The Characterization of Rapid Spontaneous Adenosine with Fast-scan Cyclic Voltammetry

Adenosine is a complex signaling molecule with a wide array of functions including the regulation of sleep, breathing, and neuromodulation. Recently adenosine was recognized as a fast acting modulator that can signal on a rapid time scale. Monitoring adenosine on a sub-second time scale with fast-scan cyclic voltammetry (FSCV) allowed for many advancements in understanding adenosine function on a rapid time scale. Our laboratory pioneered the field of adenosine measurements in vivo and in brain slices with FSCV. Using FSCV, I discovered and characterized spontaneous, transient adenosine release in vivo in the caudate-putamen and prefrontal cortex of anesthetized rats. The concentration, duration, and frequency of spontaneous adenosine release is characterized in both brain regions. The prefrontal cortex has a higher frequency of release than the striatum, while the concentration and duration remain constant in both regions.
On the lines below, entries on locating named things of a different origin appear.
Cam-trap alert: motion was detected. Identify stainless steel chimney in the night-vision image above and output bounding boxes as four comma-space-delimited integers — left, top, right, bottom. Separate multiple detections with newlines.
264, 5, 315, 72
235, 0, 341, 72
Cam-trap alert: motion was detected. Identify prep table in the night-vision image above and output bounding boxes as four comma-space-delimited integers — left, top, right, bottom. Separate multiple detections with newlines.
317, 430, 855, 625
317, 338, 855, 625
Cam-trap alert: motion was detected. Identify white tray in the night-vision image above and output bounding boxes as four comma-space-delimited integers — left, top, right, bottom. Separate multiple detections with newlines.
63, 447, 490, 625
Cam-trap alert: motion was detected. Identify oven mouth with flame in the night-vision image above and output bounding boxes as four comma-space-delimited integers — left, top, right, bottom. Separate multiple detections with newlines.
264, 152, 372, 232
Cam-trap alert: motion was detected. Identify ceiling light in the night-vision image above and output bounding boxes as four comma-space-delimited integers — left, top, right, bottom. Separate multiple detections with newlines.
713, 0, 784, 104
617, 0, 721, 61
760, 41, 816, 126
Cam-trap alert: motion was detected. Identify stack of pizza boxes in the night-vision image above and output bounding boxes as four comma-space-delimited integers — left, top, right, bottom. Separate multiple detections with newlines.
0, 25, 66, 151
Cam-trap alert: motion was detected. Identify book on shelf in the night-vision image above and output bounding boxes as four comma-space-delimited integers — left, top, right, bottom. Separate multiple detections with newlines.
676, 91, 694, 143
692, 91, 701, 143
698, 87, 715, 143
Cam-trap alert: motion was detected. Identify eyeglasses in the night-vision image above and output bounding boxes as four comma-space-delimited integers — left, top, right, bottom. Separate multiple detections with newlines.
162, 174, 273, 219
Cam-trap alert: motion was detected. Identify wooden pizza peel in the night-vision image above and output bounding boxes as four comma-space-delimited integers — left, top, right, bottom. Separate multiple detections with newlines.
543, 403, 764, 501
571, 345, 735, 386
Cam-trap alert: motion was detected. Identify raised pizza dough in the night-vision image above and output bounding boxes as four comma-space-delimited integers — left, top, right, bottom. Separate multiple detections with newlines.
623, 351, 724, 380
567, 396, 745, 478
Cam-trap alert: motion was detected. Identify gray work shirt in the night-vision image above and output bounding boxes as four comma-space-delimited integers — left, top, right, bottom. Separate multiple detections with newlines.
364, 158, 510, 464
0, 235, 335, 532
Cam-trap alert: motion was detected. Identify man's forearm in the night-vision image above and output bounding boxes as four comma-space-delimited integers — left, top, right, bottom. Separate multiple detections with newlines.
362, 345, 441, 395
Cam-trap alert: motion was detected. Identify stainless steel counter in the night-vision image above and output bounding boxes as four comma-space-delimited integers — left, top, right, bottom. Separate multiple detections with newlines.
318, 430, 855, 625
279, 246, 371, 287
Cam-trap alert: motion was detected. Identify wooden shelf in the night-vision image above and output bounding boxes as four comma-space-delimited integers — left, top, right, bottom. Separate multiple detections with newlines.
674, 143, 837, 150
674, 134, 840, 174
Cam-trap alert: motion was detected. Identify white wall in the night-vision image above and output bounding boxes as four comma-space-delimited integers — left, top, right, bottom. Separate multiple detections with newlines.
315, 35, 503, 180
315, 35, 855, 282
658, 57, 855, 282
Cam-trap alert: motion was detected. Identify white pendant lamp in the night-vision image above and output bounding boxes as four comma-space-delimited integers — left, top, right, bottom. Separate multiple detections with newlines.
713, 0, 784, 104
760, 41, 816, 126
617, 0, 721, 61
Next, I describe the clearance of spontaneous, transient adenosine in the caudate-putamen of the in vivo rat model as well as in brain slices. Naturally occurring adenosine release is cleared from the extracellular space in 3-4 seconds, suggesting a rapid form of signaling. I also examine uptake through transporters and metabolism. The equilibrative nucleoside transporter, ENT1, and the enzymes responsible for metabolizing adenosine, adenosine deaminase and adenosine kinase, all play a partial role in clearing adenosine. The rapid regulation in the extracellular space suggests there is a mode of adenosine signaling that is fast and takes place on the second time scale. Next I examine how transient adenosine is regulated. I found that the concentration of spontaneous, transient adenosine is independent of all of the examined receptors: glutamate (ionotropic and metabotropic), GABA, and adenosine. However, the frequency of adenosine release is modulated by the glutamate receptor NMDA and the adenosine receptors A1 and A2a. The results demonstrate there is a feedback loop between released adenosine and adenosine receptors, as well as through the NMDA receptor.
Finally, I describe a new phenomenon that I accidentally discovered in the laboratory. While inserting our carbon-fiber microelectrodes, significant release of adenosine was observed during implantation. Mechanically stimulated adenosine release is characterized in the prefrontal cortex. The release is examined in anesthetized rats and brain slices and the average release lasts around 42 seconds. Using cell staining and multiple movements of our electrodes the results demonstrate that the release of adenosine is not from cell death or damage. This new mode of signaling further suggests that adenosine is neuroprotective and might be involved in protection during mechanical perturbation in the brain. The discovery of two new modes of rapid signaling demonstrate that adenosine modulates neurotransmission in the brain and has the ability to be a therapeutic agent during brain injury.